Renita pun harus mengurungkan niatnya untuk menatap laptopnya kembali. Heri justru semakin gelisah, membuat Renita lebih khawatir dari sebelumnya. Laki-laki itu terus menggerak-gerakkan satu kakinya di bawah meja. Pandangannya sedari tadi juga tidak bisa fokus menatap Renita, sementara tangannya sibuk meremas rambutnya yang gondrong.

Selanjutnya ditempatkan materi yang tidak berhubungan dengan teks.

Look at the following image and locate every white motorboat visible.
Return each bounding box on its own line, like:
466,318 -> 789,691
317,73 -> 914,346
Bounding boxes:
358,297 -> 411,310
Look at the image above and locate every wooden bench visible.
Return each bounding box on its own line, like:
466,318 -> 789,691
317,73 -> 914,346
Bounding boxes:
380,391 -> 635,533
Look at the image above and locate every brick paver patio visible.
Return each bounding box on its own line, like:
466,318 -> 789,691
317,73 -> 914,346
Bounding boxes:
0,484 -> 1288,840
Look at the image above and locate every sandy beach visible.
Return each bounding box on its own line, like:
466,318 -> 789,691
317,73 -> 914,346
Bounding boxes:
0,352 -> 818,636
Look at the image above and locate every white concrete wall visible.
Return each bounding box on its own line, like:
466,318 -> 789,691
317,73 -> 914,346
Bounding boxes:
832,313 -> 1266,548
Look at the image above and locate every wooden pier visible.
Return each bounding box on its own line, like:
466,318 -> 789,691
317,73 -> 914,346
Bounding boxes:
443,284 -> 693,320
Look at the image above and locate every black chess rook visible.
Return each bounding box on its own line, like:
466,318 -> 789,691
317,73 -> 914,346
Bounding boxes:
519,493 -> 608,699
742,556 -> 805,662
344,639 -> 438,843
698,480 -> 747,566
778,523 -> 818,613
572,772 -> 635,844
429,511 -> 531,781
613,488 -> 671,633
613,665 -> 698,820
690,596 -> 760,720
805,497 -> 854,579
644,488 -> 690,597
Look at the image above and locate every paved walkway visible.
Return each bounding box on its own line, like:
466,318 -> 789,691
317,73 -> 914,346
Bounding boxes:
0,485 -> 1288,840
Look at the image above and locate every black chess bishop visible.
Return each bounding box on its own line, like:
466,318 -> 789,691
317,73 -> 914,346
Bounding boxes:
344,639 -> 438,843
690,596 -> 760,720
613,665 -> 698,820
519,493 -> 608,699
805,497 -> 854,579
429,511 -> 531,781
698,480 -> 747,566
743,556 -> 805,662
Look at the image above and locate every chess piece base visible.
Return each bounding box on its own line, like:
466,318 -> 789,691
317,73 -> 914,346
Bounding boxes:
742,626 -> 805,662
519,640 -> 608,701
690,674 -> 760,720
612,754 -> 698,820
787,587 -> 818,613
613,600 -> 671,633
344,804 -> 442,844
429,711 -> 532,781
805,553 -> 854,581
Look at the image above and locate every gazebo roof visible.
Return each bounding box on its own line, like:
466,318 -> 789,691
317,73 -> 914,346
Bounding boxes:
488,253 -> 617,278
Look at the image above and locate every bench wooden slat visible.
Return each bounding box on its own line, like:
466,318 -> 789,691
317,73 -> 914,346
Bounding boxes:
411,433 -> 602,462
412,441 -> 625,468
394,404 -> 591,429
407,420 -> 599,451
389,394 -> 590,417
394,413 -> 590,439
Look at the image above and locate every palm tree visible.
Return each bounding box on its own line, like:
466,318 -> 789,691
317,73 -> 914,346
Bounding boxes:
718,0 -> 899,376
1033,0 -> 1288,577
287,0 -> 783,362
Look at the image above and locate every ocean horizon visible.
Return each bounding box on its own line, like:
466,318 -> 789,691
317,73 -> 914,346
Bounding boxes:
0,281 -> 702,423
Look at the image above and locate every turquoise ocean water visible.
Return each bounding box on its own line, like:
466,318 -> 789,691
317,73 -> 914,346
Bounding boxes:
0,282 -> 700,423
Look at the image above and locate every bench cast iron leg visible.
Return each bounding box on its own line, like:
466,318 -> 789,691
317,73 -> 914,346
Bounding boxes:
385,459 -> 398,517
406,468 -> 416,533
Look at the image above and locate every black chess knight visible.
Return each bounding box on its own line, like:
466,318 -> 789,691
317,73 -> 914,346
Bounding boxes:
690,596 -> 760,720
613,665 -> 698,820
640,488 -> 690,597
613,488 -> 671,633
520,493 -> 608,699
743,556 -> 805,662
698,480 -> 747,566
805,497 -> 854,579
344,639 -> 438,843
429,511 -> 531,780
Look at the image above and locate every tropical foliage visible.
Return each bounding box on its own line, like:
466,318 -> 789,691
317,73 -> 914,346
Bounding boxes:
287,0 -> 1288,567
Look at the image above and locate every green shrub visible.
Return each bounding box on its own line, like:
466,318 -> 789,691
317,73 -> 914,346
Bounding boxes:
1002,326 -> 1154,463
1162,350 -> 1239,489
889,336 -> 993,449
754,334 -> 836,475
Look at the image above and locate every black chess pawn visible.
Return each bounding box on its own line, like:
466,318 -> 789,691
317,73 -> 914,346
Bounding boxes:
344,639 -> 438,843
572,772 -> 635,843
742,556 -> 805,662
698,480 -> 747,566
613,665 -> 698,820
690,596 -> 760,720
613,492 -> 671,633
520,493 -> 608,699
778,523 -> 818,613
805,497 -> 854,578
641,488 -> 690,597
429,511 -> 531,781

Segera saja Renita melakukan satu manuver, menutup semua aplikasi yang sempat ia buka. Setelah komputernya berada dalam sleep mode, Renita menutup layar laptopnya begitu saja dan mulai mengemasi alat-alat tulis yang berceceran di meja.
“Kita pulang aja, Her. Udah jam dua juga.” katanya, seolah jam segitu memang sudah terlalu larut untuk mereka. Padahal, manusia kelelawar seperti mereka kan, biasanya justru baru mulai membuat pesanan pada jam-jam segini.
“Kok pulang sih, Re?”
Renita menghentikan sejenak aktifitas beres-beresnya dan menoleh ke Heri yang tidak terima.
“Heri, kamu mending tidur.”
“Baru juga jam dua.”
Terlambat. Heri tak dapat mencegah keputusan Renita karena perempuan mungil itu kini sudah berdiri menenteng tas laptopnya. Heri pun malas-malasan meninggalkan tempat kesayangannya ini, satu-satunya kedai kopi yang buka 24 jam di Kota Semarang. Kaloji Toraja yang masih setengah cangkir ia tinggalkan begitu saja.
***
“Re..coba, deh.”
Lamunan Renita seketika buyar, mendapati satu colekan di lengan kirinya.
“Ardi, bikin kaget, deh.”
Laki-laki bernama Ardi tadi hanya menyeringai, kedua tangannya masih menyodorkan cangkir berisi cairan hitam itu ke arah Renita.
“Kan kemarin aku udah nyoba.”
“Ini beda, tadi aku iseng nyampur pake durian. Biasanya kan durian dicampurnya pake kopi Sumatra, ini aku nyoba buat yang Jawa. Gimana menurut kamu?”
Mau tak mau, Renita akhirnya menerima cangkir itu. Ia lalu menyesapnya perlahan, merasakan sensasi lembut dan manis melewati lidah dan kerongkongannya. Renita tersenyum setelah itu.
“Kurang…enak, ya?”
“Nggak seenak kalau pake kopi Sumatra sih, Di. Tapi nggak buruk, kok.”
Ardi hanya tersenyum tipis.
“Eh, tapi ini nggak masuk menu lho.” Kata Renita, menyesap sisa kopi hingga habis.
“Iya. Aku buat itu tadi iseng, siapa tahu bisa dipakai buat variasi nantinya.”
Thanks, ya.”
Dan Renita justru mulai merasa cemas sekarang. Sebenarnya ada lebih banyak alasan baginya untuk bahagia ketimbang cemas seperti sekarang ini. Antusiasme para pegawai yang tiada henti, dukungan dari kolega yang masuk hampir semenit sekali melalui aplikasi pengirim pesannya. Kedai memang baru akan dibuka satu jam lagi tapi rasanya ia tak perlu khawatir mengenai sambutannya nanti. Ia hanya merasa ini kurang adil. Harusnya, bukan ia yang menikmati jerih payah ini.
***
“Jadi, Re. Gimana kalau kita buka usaha kedai kopi?”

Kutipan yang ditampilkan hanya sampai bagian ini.